Rojas had worked at Bet Torah, a local Conservative synagogue, as a custodian for 20 years, and has lived in the United States for 30. Eight months ago he was arrested at night and taken from his wife Sylvia and two sons without warning and was deported to Mexico without a wallet, phone or identification of any kind. Now, he is being held in a detention center in upstate New York, and his last appeal to stay in the United States is coming as soon as this week. Supporters of Rojas have banded together to try to prove his value as a community member to the judges determining his fate.
Sons Armando Rojas Jr., 26, and Ulises, 15, attended the event and spoke, as did Carola Bracco, executive director of the Mount Kisco-based Neighbor’s Link, a non-profit organization that advocates for immigrants. Rojas Jr. noted how the rally displayed “how many lives my dad has touched, for all of these people to be here and have his back.”

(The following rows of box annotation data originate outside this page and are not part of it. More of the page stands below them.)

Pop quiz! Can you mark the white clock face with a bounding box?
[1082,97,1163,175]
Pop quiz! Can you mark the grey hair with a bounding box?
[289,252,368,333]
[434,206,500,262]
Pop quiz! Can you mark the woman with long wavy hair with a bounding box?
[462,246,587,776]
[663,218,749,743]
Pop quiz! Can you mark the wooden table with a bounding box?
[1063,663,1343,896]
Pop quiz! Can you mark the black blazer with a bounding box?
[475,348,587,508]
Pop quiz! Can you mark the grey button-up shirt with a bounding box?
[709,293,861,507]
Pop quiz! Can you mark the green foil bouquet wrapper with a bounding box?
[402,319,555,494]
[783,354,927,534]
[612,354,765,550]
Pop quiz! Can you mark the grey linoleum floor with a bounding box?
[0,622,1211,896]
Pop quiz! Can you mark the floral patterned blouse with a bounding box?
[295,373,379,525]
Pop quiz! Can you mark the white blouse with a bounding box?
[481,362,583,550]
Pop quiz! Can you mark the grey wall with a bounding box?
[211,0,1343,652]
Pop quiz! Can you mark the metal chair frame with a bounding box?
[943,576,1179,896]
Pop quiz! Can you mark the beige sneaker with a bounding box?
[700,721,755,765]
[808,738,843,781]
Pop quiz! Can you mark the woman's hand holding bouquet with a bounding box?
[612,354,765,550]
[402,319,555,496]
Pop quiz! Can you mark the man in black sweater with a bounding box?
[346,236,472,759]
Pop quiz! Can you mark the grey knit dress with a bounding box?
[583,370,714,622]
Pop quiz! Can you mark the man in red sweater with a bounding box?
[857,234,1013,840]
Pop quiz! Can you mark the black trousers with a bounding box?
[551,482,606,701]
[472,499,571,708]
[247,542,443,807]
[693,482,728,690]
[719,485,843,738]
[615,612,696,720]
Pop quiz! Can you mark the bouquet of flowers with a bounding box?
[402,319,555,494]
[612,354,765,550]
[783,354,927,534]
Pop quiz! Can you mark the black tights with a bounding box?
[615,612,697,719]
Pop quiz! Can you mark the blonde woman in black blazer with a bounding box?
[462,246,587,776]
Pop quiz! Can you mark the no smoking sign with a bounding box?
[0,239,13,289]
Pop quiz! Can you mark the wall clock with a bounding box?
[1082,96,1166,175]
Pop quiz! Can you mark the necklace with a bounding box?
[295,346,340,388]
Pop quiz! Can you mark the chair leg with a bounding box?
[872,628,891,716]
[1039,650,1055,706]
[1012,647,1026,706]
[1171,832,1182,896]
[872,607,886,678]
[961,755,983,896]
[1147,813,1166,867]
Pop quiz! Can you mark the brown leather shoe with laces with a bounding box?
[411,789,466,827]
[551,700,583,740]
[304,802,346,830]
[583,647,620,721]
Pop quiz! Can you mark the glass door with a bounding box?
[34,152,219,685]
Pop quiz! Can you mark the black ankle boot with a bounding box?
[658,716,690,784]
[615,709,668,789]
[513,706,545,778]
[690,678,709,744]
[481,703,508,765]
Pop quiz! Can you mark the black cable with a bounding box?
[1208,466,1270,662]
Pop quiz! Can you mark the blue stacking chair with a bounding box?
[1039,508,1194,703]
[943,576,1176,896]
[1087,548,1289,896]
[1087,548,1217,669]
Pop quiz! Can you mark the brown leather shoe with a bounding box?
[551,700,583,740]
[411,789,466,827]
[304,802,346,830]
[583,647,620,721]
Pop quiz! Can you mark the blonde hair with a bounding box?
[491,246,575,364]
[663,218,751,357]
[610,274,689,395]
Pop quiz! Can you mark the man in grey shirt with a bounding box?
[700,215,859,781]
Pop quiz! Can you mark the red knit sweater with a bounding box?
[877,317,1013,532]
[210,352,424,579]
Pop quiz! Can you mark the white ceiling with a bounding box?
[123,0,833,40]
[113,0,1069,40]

“My immediate reaction was, I was sad and started crying, it was all about emotions at the beginning it was emotional, very emotionally unescapable,” Rojas Jr. also explained. “We’re trying to get my dad back, and we are going to find until the end because he deserves to be here. As people put it out there before, not everybody is bad in the world.”
Attendees were encouraged to write letters to members of Congress and judges as well as sign petitions vouching for Rojas’ character. Concerned citizens of many stripes, from local political figures to Hebrew school students, stood on the steps of the temple to show their support.
“I think that in so many ways, the immigration system is broken in our country, and when people who have been here for 30 years and have a family and have been working end up in situations like that, that’s wrong,” Reverend Acorn said. “The only way that people can react to that is to stand up and say no I don’t think it’s right I think that there should be other ways of treating people especially someone who is very much a part of the community.”
The community’s impassioned support for his father was not lost on Rojas Jr.
“It means a lot because it shows that that’s how many people love my dad, and that’s how many lives my dad has touched, for all of these people to be here and have his back,” he concluded.